Visto il richiamo all’importanza dell’affidamento e dell’adozione per il superamento del ricovero dei bambini e ragazzi in istituto, ci sembra interessante ricordare le istruzioni date da San Annibale Maria di Francia (fondatore dei Padri Rogazionisti e degli orfanotrofi antoniani) ai suoi sacerdoti negli anni 1910 e seguenti di cui riportiamo uno stralcio: “Nel campo educativo l’orfanotrofio è sempre un surrogato della famiglia: Quando il ricovero di un minore si rende necessario solo per la mancanza di mezzi materiali indispensabili al suo sostentamento ed alla sua buona formazione, in questo caso è preferibile farlo rimanere fuori dell’istituto, tra i suoi familiari, fornendo loro un aiuto finanziario.

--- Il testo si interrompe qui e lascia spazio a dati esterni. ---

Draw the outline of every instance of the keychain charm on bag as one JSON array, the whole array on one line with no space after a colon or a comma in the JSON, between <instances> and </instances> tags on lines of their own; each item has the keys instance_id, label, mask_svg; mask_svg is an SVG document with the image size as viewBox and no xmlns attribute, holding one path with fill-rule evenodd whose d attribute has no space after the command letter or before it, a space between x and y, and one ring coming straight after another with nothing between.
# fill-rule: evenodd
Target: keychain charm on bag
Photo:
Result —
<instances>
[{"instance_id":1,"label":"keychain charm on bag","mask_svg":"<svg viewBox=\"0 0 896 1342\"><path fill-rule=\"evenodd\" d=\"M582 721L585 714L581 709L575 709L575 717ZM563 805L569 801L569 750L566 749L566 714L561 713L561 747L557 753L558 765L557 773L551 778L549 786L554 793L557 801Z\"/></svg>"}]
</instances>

Infatti l’affetto familiare è insostituibile ed è il più indicato per l’educazione. L’istituto, per quanto potrà essere ottimo e attrezzato da tutti i punti di vista, avrà sempre, più o meno, i suoi lati negativi … per la separazione pratica dalla vita sociale …”
In quegli anni l’affidamento familiare non esisteva ancora, altrimenti San Annibale Maria di Francia ne sarebbe stato un sostenitore.
Giovanni Battista Minuto
Vice Presidente ANFAA
Sosteniamo l’accoglienza dei piccoli rimasti soli, per quanto possibile, nelle famiglie del loro Paese.
Riportiamo il Comunicato Stampa emesso in merito alle recenti calamità naturali nel Sud-Est Asiatico.
In merito alle drammatiche condizioni in cui versano le popolazioni, e soprattutto i bambini, colpite dalla tragedia dello Tsumani, l’Anfaa concorda con le O.N.G. e le associazioni italiane operanti in quei Paesi nell’affermare l’opportunità di non procedere, nell’immediato, non solo ad adozioni internazionali ma anche a spostamenti temporanei di questi bambini.
Non è pertanto condivisibile la proposta avanzata dal vice-presidente della Commissione Europea Franco Frattini di offrire asilo temporaneo in Europa ai bambini del sud-est asiatico rimasti soli.
Le azioni che le Istituzioni e la società civile dovrebbero proporre e sostenere sono quelle dirette a garantire attenzioni e cure il più possibile personalizzate “nel paese” di quei bimbi, favorendo il ricongiungimento con i loro parenti e amici, adoperandosi per sostenere quelle persone e famiglie che – da subito e pur nella drammaticità della situazione – si sono spontaneamente fatte carico di questi bambini e per promuovere adozioni e affidamenti da parte di famiglie locali.
Ogni sforzo dovrà essere fatto per contrastare ogni possibilità di traffico di minori.
La possibilità futura di adozioni internazionali potrà – e dovrà – essere presa in considerazione in un secondo tempo e solo per quei casi di cui sia stato accertato, dalle autorità competenti, l’effettivo stato di adottabilità e per i quali si sia verificata l’impossibilità di trovare – in tempi ragionevoli – una famiglia “locale’ che li accolga coerentemente con i principi della Convenzione de l’Aja.
Non deve poi più ripetersi quanto successo anni fa con i piccoli provenienti dal Ruanda e dalla ex Yugoslavia (allora in guerra) portati in Italia dalla CRI e da organizzazioni umanitarie e collocati per anni in istituto.
Sull’onda dell’emotività non deve essere neppure proposta o sostenuta la costruzione di istituti in quei Paesi: il diritto a crescere in una famiglia è un diritto di tutti i bambini e soprattutto per quelli che hanno già subito gravi traumi.